Project idea template

=== TITLE ===
 
 '''Summary:''' Short description of the project
 
 Detailed description of the project.
 
 '''Links:'''
 * Wiki links to relevant material
 * External links to mailing lists or web sites
 
 '''Details:'''
 * Skill level: beginner or intermediate or advanced
 * Language: C
 * Mentor: Email address and IRC nick
 * Suggested by: Person who suggested the idea

How to propose a custom project idea

Applicants are welcome to propose their own project ideas. The process is as follows:

  1. Email your project idea to qemu-devel@nongnu.org. CC Stefan Hajnoczi <stefanha@gmail.com> and regular QEMU contributors who you think might be interested in mentoring.
  2. If a mentor is willing to take on the project idea, work with them to fill out the "Project idea template" above and email Stefan Hajnoczi <stefanha@gmail.com>.
  3. Stefan will add the project idea to the wiki.

Note that other candidates can apply for newly added project ideas. This ensures that custom project ideas are fair and open.

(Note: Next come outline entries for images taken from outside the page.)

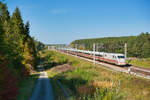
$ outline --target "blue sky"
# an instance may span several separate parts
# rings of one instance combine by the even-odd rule
[[[150,32],[150,0],[5,0],[46,44]]]

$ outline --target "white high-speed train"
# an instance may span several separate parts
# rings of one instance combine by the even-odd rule
[[[108,62],[120,66],[126,65],[125,55],[120,53],[94,52],[73,48],[59,48],[59,50],[90,59],[93,59],[93,56],[95,55],[95,59],[99,61]]]

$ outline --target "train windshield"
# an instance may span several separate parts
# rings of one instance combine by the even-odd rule
[[[124,56],[118,56],[118,58],[125,58]]]

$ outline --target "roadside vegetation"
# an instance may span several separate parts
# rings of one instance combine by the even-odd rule
[[[30,36],[30,24],[24,23],[19,8],[10,14],[0,1],[0,100],[23,100],[21,95],[31,93],[39,47],[41,43]]]
[[[19,94],[16,100],[29,100],[35,88],[39,73],[32,73],[18,83]]]
[[[50,65],[47,72],[53,84],[55,100],[66,100],[58,81],[69,93],[71,100],[149,100],[150,80],[113,72],[101,65],[65,55],[45,51]],[[55,64],[52,64],[55,63]],[[49,66],[49,67],[48,67]]]

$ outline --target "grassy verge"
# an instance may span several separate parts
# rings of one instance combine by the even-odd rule
[[[29,100],[34,90],[36,81],[38,79],[39,73],[34,73],[28,76],[18,84],[19,86],[19,95],[17,100]]]
[[[150,58],[145,59],[132,59],[128,62],[137,67],[150,68]]]
[[[55,90],[55,100],[64,96],[56,81],[59,80],[69,91],[72,100],[149,100],[150,80],[130,76],[128,74],[113,72],[103,66],[93,66],[91,62],[81,60],[59,52],[48,51],[53,62],[67,63],[73,70],[65,72],[56,71],[55,66],[48,70]],[[53,53],[51,53],[53,52]],[[60,90],[58,90],[60,89]]]

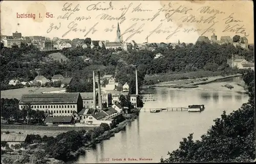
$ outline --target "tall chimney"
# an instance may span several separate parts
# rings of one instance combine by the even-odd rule
[[[135,73],[136,76],[136,95],[139,94],[139,89],[138,87],[138,74],[137,73],[137,66],[135,67]]]
[[[95,72],[93,71],[93,108],[96,109]]]
[[[102,110],[102,105],[101,104],[101,94],[100,94],[100,77],[99,71],[98,71],[98,96],[99,99],[99,108],[100,111]]]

How to get familiar with our software

See what people are developing and talking about on the mailing lists:

Grab the source code or browse it:

Build QEMU and run it: QEMU on Linux Hosts

Links

Information for mentors

Mentors are responsible for keeping in touch with their intern and assessing progress. GSoC has evaluations where both the mentor and intern assess each other.

The mentor typically gives advice, reviews the intern's code, and has regular communication with the intern to ensure progress is being made.

Being a mentor is a significant time commitment, plan for 5 hours per week. Make sure you can make this commitment because backing out during the summer will affect the intern's experience.

The mentor chooses their intern by reviewing application forms and conducting IRC interviews with applicants. Depending on the number of candidates, this can be time-consuming in itself. Choosing the right intern is critical so that both the mentor and the intern can have a successful experience.